Noah’s Law was signed by Governor Larry Hogan on May 19. “Noah’s Law”, or Senate Bill 945, Senator Jamie Raskin, D-Montgomery County, was named after late Montgomery County, Maryland Department of Police Officer Noah Leotta who was struck by a drunk driver while on patrol last December and later succumbed to his injuries.
The law specifically mandates ignition interlock devices for a minimum of six months for all persons convicted of DUI in Maryland.
These interlock devices which prevent a vehicle from starting when it detects a certain level of alcohol on the driver’s breath.

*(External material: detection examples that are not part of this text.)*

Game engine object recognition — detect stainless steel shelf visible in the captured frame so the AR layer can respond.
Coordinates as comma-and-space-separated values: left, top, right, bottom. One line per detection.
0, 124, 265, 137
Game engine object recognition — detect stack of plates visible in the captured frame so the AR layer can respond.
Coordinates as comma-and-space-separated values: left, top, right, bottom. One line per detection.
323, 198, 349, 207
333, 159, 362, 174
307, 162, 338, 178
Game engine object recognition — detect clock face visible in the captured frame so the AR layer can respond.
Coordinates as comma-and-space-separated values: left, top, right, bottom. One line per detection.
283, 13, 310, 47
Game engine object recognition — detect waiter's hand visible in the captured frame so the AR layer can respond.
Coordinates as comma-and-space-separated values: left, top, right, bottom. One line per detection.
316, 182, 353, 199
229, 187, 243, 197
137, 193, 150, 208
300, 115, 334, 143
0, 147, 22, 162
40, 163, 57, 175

Officials say the state currently requires such devices for persons convicted of DUI, 21-902[a], with a blood alcohol concentration of .15 or higher, are under the age of 21, or had a child in the car at the time of offense.
“The timing of Maryland’s newest DUI law could not be more apt as federal data shows that Maryland posted a more than 22-percent increase in drunk driving deaths last year,” said Kurt Gregory Erickson, President of the Maryland nonprofit Washington Regional Alcohol Program, registered Maryland lobbyist and proponent of Senate Bill 945.

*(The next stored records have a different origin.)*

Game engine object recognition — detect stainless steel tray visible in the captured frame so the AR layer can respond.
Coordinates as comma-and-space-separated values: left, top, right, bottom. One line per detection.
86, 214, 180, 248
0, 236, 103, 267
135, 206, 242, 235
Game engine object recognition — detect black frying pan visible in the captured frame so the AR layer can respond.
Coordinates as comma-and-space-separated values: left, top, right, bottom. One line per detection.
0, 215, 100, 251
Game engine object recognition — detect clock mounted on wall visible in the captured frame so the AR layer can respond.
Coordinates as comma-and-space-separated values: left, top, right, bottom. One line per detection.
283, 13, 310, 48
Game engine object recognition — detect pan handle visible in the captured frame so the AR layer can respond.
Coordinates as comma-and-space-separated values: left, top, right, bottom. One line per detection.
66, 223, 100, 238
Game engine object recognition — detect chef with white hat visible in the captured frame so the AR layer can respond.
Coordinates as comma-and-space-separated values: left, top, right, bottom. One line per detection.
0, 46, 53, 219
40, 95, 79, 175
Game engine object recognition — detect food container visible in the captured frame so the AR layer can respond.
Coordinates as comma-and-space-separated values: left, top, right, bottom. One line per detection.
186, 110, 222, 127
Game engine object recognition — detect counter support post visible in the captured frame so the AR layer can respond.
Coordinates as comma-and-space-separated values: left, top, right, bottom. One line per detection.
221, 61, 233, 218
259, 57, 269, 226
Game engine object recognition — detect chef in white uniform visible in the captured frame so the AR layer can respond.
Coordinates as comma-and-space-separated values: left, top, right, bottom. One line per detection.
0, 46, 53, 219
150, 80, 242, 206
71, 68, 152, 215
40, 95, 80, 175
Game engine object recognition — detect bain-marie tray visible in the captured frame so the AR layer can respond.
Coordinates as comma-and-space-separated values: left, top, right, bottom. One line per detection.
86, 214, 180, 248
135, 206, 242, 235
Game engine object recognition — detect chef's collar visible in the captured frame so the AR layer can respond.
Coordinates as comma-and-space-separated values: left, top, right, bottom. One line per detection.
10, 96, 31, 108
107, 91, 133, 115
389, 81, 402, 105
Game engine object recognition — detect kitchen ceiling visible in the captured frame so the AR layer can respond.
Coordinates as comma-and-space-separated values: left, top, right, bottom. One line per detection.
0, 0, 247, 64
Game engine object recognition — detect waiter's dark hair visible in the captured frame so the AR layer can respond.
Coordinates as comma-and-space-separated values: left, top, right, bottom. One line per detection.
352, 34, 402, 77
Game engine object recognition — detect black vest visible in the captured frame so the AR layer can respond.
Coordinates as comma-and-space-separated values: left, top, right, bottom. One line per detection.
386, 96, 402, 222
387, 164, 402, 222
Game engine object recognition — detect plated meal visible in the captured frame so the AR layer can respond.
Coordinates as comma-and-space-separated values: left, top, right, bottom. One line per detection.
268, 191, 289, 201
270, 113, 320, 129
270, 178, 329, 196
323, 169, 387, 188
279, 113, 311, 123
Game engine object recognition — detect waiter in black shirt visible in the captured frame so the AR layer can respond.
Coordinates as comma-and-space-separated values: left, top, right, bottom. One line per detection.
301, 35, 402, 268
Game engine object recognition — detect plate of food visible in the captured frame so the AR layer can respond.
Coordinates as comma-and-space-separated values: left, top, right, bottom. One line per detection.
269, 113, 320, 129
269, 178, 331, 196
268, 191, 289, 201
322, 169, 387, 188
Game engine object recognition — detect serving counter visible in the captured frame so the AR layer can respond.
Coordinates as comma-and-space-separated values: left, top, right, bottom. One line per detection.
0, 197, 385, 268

WRAP highlights data released last month by the National Highway Traffic Safety Administration which shows that while alcohol-impaired-driving fatalities increased by 3.2 percent in the U.S. last year, such highway deaths increased in Maryland by 22.3-percent in 2015. Officials go on to note that Maryland recorded the eighth largest jump in DUI deaths amongst all U.S. states last year according to NHTSA figures.
“Noah’s Law” passed both Maryland’s House of Delegates and Senate on unanimous votes earlier in 2016.

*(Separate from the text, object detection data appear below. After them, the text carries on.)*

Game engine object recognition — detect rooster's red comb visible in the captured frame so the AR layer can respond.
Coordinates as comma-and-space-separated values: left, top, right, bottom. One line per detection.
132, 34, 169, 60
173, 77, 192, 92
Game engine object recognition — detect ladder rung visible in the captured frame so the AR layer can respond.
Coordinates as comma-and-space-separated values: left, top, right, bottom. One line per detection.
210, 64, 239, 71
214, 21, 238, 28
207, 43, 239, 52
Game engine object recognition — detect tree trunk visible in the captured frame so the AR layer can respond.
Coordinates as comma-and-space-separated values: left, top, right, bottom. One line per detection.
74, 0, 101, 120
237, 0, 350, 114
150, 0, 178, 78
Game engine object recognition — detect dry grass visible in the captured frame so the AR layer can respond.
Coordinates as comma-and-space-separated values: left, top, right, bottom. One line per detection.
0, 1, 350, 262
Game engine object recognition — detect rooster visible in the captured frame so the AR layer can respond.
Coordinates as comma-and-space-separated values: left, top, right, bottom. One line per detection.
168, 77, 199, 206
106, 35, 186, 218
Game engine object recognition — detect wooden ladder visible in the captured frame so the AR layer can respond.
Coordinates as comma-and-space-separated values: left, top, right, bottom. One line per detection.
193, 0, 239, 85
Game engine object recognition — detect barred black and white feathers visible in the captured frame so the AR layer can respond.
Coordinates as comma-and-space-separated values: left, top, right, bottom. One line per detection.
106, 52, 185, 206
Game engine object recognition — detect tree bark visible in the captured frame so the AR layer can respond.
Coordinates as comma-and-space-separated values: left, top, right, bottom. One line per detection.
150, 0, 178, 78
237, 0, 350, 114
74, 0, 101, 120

When this law goes into effect on Saturday, Maryland’s new “all offender” DUI law has the state join 27 other U.S. states in requiring ignition interlocks for all persons convicted of drunk driving.
The sanction of ignition interlocks for all persons convicted of DUI has been reported to yield the lifesaving dividends of not only a 67-percent drop in DUI recidivism, according to U.S. Centers for Disease Control, but also a marked reduction in alcohol-impaired traffic fatalities with states like West Virginia and New Mexico posting 50 and 37-percent declines in such highway deaths in part to laws mandating interlocks for all convicted drunk drivers, according to WV since 2008 all-offender enactment; NM since 2005 all-offender enactment; NHTSA data.